Unbabel says the new TowerLLM AI model beats OpenAI's GPT-4 in translation.

WhatsApp Group Join Now
Telegram Group Join Now
Instagram Group Join Now

Unbabel, a tech company that provides both machine and human-based translation services for businesses, has created a new AI model that predicts the difference between English and six commonly spoken European and Asian languages. Beats OpenAI's GPT-4o and other commercially available AI systems at translation. .

Translation has been one of the more attractive business use cases for large language models (LLMs), the kind of AI systems that underpin chatbots like OpenAI's ChatGPT, Google's Gemini, and Anthropic's Claude.
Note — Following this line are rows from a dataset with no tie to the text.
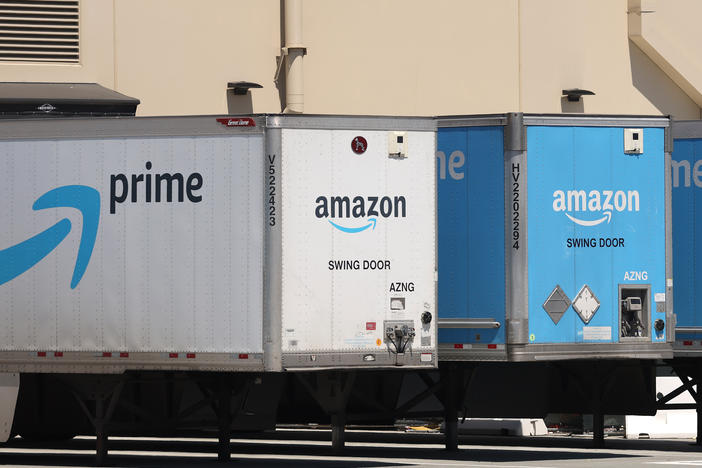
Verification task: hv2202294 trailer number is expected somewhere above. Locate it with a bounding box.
[512,163,521,250]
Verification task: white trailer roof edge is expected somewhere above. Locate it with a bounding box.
[0,114,436,141]
[671,120,702,139]
[0,115,265,140]
[265,114,435,131]
[437,113,670,128]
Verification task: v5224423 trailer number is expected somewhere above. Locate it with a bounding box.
[512,163,520,250]
[267,154,277,226]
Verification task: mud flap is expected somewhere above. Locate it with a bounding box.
[0,373,19,442]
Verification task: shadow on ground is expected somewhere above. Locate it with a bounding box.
[0,429,672,468]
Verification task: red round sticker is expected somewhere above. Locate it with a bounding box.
[351,136,367,154]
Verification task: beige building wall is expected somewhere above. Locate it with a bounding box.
[628,0,702,112]
[113,0,281,116]
[520,0,699,118]
[0,0,699,119]
[301,0,519,115]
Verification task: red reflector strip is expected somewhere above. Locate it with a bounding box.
[119,352,129,358]
[54,351,63,357]
[186,353,195,359]
[102,352,112,358]
[216,117,256,127]
[238,353,249,359]
[684,340,693,346]
[453,344,463,349]
[169,353,178,358]
[37,351,46,357]
[488,344,498,349]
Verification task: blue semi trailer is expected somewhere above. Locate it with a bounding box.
[437,114,673,361]
[662,120,702,445]
[671,121,702,355]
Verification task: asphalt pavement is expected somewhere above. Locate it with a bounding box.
[1,429,702,467]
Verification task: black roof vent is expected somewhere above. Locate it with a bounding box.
[227,81,262,95]
[562,88,595,102]
[0,82,140,118]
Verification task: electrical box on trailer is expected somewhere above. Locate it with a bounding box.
[388,131,407,158]
[624,128,644,154]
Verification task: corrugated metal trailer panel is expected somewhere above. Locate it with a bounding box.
[0,114,438,373]
[277,127,436,367]
[0,116,265,372]
[436,114,673,362]
[671,121,702,356]
[436,123,506,360]
[267,115,437,369]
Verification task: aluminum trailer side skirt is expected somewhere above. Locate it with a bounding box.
[508,342,672,361]
[0,351,264,374]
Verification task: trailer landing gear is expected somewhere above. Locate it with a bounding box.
[296,371,356,453]
[659,362,702,445]
[442,364,458,451]
[592,411,605,448]
[64,376,124,466]
[217,378,232,461]
[440,363,473,452]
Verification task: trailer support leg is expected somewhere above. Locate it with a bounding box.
[64,378,124,467]
[331,412,346,454]
[295,371,356,453]
[593,411,604,448]
[667,363,702,445]
[444,369,458,452]
[95,397,108,466]
[588,362,613,449]
[217,380,232,461]
[444,399,458,451]
[442,364,458,451]
[96,381,124,466]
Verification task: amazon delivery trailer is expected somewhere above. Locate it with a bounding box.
[436,114,673,362]
[652,120,702,443]
[671,120,702,355]
[0,114,437,452]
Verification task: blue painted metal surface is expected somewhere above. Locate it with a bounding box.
[671,138,702,341]
[0,184,100,289]
[527,126,667,344]
[437,126,505,346]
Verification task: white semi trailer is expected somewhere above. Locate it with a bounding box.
[0,114,437,461]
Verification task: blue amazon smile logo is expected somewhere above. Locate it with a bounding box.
[328,218,377,233]
[0,185,100,289]
[314,194,407,233]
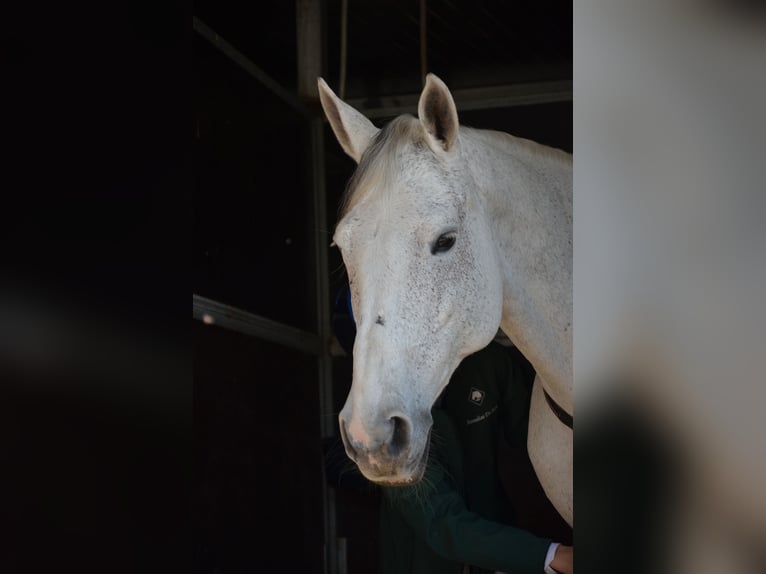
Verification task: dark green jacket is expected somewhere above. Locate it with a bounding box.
[378,342,552,574]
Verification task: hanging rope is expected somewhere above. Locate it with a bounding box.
[420,0,428,84]
[340,0,348,99]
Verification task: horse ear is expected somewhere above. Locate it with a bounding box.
[417,73,459,153]
[317,77,380,164]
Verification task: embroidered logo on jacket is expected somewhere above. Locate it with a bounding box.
[467,405,498,425]
[468,387,485,406]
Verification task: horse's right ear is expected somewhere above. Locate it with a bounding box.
[317,78,380,164]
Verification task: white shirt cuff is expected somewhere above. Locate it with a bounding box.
[544,542,560,574]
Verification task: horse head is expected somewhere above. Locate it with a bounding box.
[319,75,504,484]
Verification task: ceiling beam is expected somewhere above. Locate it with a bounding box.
[345,80,572,119]
[194,17,311,118]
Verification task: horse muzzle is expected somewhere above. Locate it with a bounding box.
[338,412,429,484]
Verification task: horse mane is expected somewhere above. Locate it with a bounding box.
[338,115,423,220]
[336,115,572,221]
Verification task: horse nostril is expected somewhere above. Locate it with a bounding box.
[387,416,410,458]
[338,417,357,458]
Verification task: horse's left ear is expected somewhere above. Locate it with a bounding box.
[418,73,459,153]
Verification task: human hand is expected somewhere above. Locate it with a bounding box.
[550,544,573,574]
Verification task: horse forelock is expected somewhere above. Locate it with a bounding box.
[338,115,425,220]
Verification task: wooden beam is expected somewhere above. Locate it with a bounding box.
[193,294,321,355]
[297,0,323,101]
[194,17,311,117]
[345,80,573,119]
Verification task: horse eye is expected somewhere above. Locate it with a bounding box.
[431,233,456,255]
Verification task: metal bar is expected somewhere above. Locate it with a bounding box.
[193,16,311,118]
[310,119,334,440]
[310,118,339,574]
[345,80,572,119]
[337,535,347,574]
[420,0,427,81]
[297,0,323,100]
[339,0,348,99]
[192,294,320,354]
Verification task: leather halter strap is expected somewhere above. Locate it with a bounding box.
[543,389,573,429]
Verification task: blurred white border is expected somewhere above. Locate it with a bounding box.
[575,1,766,571]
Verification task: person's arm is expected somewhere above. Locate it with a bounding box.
[495,542,571,574]
[491,344,572,574]
[383,456,552,574]
[544,542,560,574]
[547,543,573,574]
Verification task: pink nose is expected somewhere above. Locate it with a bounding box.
[338,413,411,472]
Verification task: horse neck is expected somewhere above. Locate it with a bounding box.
[462,127,573,412]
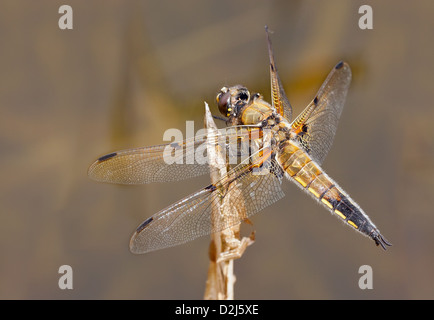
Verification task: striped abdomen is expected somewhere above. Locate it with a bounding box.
[277,140,390,249]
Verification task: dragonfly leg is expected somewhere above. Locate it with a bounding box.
[216,232,255,263]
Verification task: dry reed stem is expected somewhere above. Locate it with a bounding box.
[203,103,254,300]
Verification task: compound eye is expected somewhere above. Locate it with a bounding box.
[216,90,231,116]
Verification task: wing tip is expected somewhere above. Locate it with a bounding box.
[88,152,117,181]
[129,231,142,254]
[129,237,141,254]
[129,217,155,254]
[87,161,99,179]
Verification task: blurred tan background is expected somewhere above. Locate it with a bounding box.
[1,0,433,299]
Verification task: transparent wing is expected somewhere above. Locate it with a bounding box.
[129,155,285,254]
[266,26,293,122]
[88,126,260,184]
[290,61,352,164]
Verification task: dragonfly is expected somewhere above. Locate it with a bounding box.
[88,26,391,254]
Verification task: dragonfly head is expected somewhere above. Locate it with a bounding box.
[216,85,251,118]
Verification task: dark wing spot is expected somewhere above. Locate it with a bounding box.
[313,96,319,105]
[335,61,344,69]
[205,184,217,192]
[170,142,181,150]
[98,152,117,162]
[136,217,154,233]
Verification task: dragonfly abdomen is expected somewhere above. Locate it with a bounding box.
[277,140,390,248]
[317,181,390,249]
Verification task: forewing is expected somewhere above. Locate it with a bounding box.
[266,26,293,121]
[88,126,260,184]
[129,156,285,254]
[291,61,352,164]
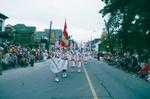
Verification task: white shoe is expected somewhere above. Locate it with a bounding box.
[78,69,81,73]
[55,77,59,82]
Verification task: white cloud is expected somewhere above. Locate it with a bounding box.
[0,0,105,42]
[68,27,101,42]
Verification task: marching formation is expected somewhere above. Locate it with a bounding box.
[48,49,91,82]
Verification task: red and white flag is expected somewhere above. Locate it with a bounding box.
[60,20,69,48]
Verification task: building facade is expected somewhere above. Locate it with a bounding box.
[35,31,47,43]
[44,29,62,45]
[0,13,8,32]
[0,13,11,45]
[13,24,36,46]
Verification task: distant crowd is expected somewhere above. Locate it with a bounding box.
[100,51,150,82]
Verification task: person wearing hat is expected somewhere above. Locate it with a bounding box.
[61,53,69,78]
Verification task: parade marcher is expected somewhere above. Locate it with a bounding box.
[83,53,88,65]
[76,53,83,73]
[61,53,68,78]
[49,52,62,82]
[69,52,76,72]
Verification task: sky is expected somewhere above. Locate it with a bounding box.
[0,0,105,42]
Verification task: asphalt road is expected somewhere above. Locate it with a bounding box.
[0,59,150,99]
[85,59,150,99]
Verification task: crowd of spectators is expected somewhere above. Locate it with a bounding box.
[100,51,150,82]
[1,43,150,83]
[0,44,49,75]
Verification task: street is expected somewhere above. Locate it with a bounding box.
[0,59,150,99]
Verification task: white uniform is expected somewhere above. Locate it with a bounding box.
[49,57,61,73]
[70,54,76,67]
[77,55,82,68]
[60,55,68,70]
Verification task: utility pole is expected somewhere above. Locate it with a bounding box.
[48,21,52,51]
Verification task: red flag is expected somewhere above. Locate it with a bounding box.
[60,20,69,48]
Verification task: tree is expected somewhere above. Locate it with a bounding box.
[100,0,150,54]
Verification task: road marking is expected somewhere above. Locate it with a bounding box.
[83,65,99,99]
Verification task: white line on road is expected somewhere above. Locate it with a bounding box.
[83,64,99,99]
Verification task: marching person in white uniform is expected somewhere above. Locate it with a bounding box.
[69,52,76,72]
[49,53,62,82]
[60,53,69,78]
[76,53,83,73]
[49,49,70,82]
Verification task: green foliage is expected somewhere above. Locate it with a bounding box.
[100,0,150,54]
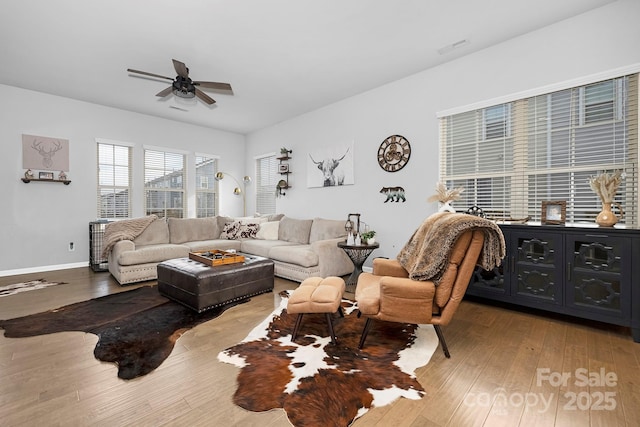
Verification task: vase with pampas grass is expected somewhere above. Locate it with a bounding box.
[427,182,464,213]
[588,170,624,227]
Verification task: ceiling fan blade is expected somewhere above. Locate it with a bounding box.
[127,68,174,81]
[172,59,190,78]
[194,81,233,93]
[195,88,216,105]
[156,86,174,98]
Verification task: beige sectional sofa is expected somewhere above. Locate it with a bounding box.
[106,215,354,285]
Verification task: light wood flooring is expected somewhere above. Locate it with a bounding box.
[1,268,639,426]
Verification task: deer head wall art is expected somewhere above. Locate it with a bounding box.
[22,134,69,171]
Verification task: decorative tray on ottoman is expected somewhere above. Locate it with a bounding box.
[188,250,245,266]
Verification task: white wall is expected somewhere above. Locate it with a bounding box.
[3,0,638,274]
[245,0,640,263]
[0,86,244,273]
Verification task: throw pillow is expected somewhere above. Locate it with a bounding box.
[220,221,241,239]
[256,221,279,240]
[237,223,259,239]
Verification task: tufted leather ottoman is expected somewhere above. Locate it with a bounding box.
[287,276,345,344]
[157,254,274,313]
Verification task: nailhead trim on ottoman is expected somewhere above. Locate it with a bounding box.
[287,276,346,344]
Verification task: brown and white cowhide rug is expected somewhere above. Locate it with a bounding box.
[0,279,66,297]
[218,291,438,427]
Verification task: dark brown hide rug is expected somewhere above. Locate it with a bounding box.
[218,291,439,427]
[0,286,245,380]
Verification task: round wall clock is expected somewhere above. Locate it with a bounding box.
[377,135,411,172]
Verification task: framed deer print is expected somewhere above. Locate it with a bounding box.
[22,134,70,172]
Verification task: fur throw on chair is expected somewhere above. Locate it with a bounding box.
[397,212,506,283]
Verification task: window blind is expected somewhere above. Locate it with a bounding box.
[255,154,278,215]
[144,149,186,218]
[195,155,218,217]
[439,73,638,226]
[97,142,132,219]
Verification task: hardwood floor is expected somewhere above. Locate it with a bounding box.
[1,268,639,426]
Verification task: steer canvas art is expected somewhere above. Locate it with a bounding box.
[307,141,354,188]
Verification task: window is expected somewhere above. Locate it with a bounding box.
[97,141,132,219]
[195,155,218,217]
[144,148,186,218]
[439,74,638,226]
[255,154,278,215]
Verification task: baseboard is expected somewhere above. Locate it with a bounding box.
[0,262,88,277]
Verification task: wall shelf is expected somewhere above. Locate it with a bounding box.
[277,151,291,196]
[22,178,71,185]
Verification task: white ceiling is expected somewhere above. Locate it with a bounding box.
[0,0,614,135]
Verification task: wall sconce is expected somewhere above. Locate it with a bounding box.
[215,172,252,216]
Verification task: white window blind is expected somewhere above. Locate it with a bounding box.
[439,73,638,226]
[255,154,278,215]
[195,155,218,217]
[97,142,132,219]
[144,149,186,218]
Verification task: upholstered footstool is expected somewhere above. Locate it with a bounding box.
[287,276,346,344]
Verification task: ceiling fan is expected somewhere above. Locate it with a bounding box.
[127,59,233,105]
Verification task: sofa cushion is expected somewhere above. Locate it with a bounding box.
[240,239,298,258]
[309,218,348,243]
[133,218,170,246]
[256,213,284,222]
[256,221,280,240]
[183,239,242,252]
[268,245,319,268]
[168,217,220,244]
[118,244,189,266]
[278,216,313,244]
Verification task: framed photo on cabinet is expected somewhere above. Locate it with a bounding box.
[541,200,566,225]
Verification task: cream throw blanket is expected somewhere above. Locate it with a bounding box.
[101,215,158,258]
[397,212,506,283]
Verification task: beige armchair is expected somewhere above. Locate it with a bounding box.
[355,228,486,358]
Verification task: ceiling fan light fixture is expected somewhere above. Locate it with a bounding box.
[128,59,232,107]
[172,77,196,99]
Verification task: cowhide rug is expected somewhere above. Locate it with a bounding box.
[0,279,66,297]
[218,291,438,427]
[0,286,245,380]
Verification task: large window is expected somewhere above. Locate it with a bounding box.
[144,148,186,218]
[195,155,218,217]
[439,74,638,226]
[255,154,278,215]
[97,141,132,219]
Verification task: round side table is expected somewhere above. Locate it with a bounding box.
[337,241,380,292]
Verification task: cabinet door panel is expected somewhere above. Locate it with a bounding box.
[512,232,563,305]
[470,264,508,295]
[567,235,630,318]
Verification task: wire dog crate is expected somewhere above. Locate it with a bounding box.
[89,220,110,272]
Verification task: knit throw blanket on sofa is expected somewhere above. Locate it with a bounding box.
[101,215,158,258]
[397,212,506,283]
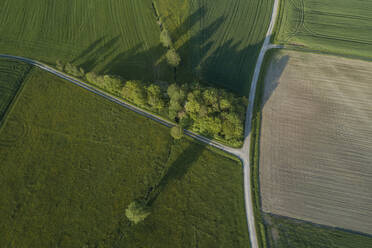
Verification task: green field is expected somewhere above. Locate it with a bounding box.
[0,0,273,95]
[156,0,274,94]
[273,0,372,57]
[266,215,372,248]
[0,0,172,82]
[0,58,31,121]
[0,68,250,247]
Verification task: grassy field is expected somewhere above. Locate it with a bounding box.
[156,0,274,95]
[273,0,372,58]
[0,68,250,247]
[0,0,273,96]
[259,50,372,235]
[265,215,372,248]
[0,0,173,82]
[0,58,31,122]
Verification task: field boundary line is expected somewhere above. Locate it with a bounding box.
[0,64,33,134]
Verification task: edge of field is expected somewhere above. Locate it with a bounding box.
[0,64,33,133]
[251,47,372,247]
[249,49,277,248]
[270,0,372,62]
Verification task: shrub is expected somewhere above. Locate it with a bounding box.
[56,60,64,71]
[166,49,181,67]
[64,62,85,78]
[160,28,173,48]
[170,125,184,139]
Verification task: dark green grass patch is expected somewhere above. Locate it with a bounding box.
[0,58,31,122]
[273,0,372,58]
[156,0,274,95]
[0,68,249,247]
[0,0,173,82]
[266,215,372,248]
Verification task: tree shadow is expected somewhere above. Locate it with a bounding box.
[69,4,290,140]
[71,36,121,72]
[260,54,289,108]
[146,142,205,206]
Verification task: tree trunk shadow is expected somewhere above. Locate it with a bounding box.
[146,141,205,206]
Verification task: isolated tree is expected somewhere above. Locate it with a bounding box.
[166,48,181,67]
[125,201,150,224]
[170,125,184,139]
[160,28,173,48]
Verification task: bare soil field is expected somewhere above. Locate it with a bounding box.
[259,50,372,235]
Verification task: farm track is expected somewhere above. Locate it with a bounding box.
[0,0,280,246]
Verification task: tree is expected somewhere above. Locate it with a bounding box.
[185,99,201,116]
[166,48,181,67]
[64,62,85,78]
[194,116,222,137]
[86,71,98,84]
[146,84,165,111]
[103,75,122,94]
[221,112,244,140]
[170,125,184,139]
[167,83,186,119]
[160,28,173,48]
[125,201,150,224]
[122,80,147,106]
[203,88,218,106]
[56,60,64,71]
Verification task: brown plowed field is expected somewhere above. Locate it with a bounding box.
[259,50,372,235]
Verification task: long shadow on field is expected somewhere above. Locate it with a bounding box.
[146,142,205,206]
[260,54,289,108]
[99,7,224,83]
[71,36,121,72]
[268,213,372,241]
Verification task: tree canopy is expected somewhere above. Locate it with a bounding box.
[125,201,150,224]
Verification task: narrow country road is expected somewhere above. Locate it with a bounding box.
[0,0,280,246]
[240,0,281,247]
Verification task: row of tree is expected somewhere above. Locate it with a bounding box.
[55,61,247,145]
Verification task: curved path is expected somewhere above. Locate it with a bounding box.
[0,1,280,246]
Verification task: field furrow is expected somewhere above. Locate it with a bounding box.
[259,50,372,235]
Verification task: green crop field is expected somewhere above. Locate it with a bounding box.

And to date, GPT-4o, the latest version of OpenAI's most powerful AI model, has outperformed all competitors when it comes to translating languages ​​with large amounts of digital text. (GPT-4's performance on “low-resource languages”, which have little digital documentation for training, has never been very good.)

Unbabel tested its AI model, which it calls TowerLLM, against GPT-4o and the original GPT-4, as well as OpenAI's GPT-3.5 and competing models from Google and language translation company DeepL. He saw translations from English to Spanish, French, German, Portuguese, Italian and Korean. In almost every case, TowerLLM narrowly outperforms GPT-4o and GPT-4. TowerLLM's highest accuracy came in English-Korean translation, where it beat OpenAI's best models by about 1.5%. On the English-German translation, the GPT-4 and GPT-4o were a fraction of a percentage point better.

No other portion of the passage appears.